El director pidió silencio en el plato; alguien le sacó la revista al chico, que protestó airado; los técnicos se apartaron del objetivo de las cámaras y empezó el
playback
. Minnie y el chico se enderezaron en su asiento y comenzaron a hablar a la espera de que el director gritara «¡Acción!». De pronto la escena cobró vida.

—Me importa un pimiento lo que me digas de esa Carla lenson —espetó Minnie mientras encendía un cigarrillo—. Es un mal bicho y no quiero que vuelvas a verla, ¿has entendido? —Tenía un acento barriobajero, pero en la vida real hablaba como una dama de sangre azul. En ese momento ya nadie debía de recordar su voz verdadera.

—¡Oh, tía Minnie! —refunfuñó el chico, desesperado, como si todos los adultos la tuvieran tomada con él y conspirasen para que siguiera eternamente con pantalones cortos y piruletas—. No hacíamos nada malo, te lo juro. Sólo estábamos jugando con mi nueva Nintendo, de verdad.

—De acuerdo, no digo ni que sí ni que no, pero entonces no entiendo por qué llevaba la blusa desabrochada hasta el ombligo, enseñando las… ya me entiendes, para que todo el mundo las viera.

—Es la moda. Así es como van las tías actualmente, ¿vale? —repuso el chico, indignado por la mentalidad carca de la mujer—. No te enteras de nada.

—¡Pues tú sí que te vas a enterar si vuelves a ver a esa zorrita, Davy Cutler! —vociferó Minnie
la Mandona
—. ¿Me has oído?

—No es una zorra, tía. ¡Ya me gustaría que lo fuera!

Mientras tenía lugar ese diálogo, dos cámaras se movían un poco sobre el
travelling
mientras las otras filmaban a los actores por encima del hombro. Cuando esa parte de la escena llegaba a su fin, una de las cámaras giró sobre su eje para preparar el siguiente plano y enfocó la puerta. Detrás de mí —y no de los dos actores sentados a la mesa, por donde se suponía que tenía que aparecer Tommy— se oyó un portazo, y entonces entró mi sobrino en el salón y se dejó caer en el suelo, gimiendo como un poseso.

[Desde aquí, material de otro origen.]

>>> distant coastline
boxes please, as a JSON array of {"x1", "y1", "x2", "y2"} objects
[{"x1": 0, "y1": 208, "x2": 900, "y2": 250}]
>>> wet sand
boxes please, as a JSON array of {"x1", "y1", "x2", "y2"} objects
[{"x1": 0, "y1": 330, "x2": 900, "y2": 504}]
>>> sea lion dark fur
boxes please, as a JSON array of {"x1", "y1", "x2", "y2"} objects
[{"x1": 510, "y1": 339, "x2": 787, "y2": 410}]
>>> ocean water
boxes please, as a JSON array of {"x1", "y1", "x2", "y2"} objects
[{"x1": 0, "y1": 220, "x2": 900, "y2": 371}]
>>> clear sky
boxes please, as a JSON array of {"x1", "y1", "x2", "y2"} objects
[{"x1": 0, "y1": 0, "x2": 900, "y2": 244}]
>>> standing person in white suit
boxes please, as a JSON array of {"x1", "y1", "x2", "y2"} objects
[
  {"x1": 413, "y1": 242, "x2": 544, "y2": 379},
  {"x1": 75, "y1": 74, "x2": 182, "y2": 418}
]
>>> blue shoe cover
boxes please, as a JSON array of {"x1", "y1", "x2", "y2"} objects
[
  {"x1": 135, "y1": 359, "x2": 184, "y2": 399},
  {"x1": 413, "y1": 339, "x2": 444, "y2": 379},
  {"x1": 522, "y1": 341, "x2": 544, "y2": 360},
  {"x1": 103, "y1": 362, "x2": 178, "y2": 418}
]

—¡Oh, Dios mío! —exclamó Minnie, levantándose para acercarse presurosa a su hijo, a quien en el ínterin le habían aplicado más sangre de pega—. Pero ¿qué te ha pasado, hijo mío?

—Ha sido Carl, seguro —intervino Davy, feliz de cambiar de tema por un rato—. Se habrá enterado de que Sam se ha enrollado con su chica.

—Cierra la boca —masculló Minnie señalando con un dedo al chico—. No es verdad lo que dice, ¿verdad, hijo? —preguntó mientras su expresión de incredulidad se transformaba sutilmente en una mueca de decepción.

—Cállate, cállate —gimió Tom dirigiéndose a Davy, que tanto podía ser su primo como su hermano de leche o cualquier niño de la calle a quien un buen día habían decidido acoger.

—Es la pura verdad —replicó Davy, a la defensiva.

—Te he dicho… —Tommy hizo una larga pausa—. Te he dicho que te calles. —Otra pausa—. ¿No me has oído o qué?

Con la cabeza de Tommy apoyada en el regazo, Minnie los miró sucesivamente y de pronto, con una expresión misteriosa, fijó la vista en mí —léase «en el horizonte»— y su rostro se ensombreció. Las lágrimas asomaron a sus ojos, soltó la cabeza de Tommy, que golpeó audiblemente contra el suelo, y salió llorando a moco tendido por la puerta del salón. Luego se oyó un fuerte portazo procedente del técnico de efectos sonoros situado a mi espalda.

—¡Corten! —gritó el director—. Muy bien, muchachos. Gracias.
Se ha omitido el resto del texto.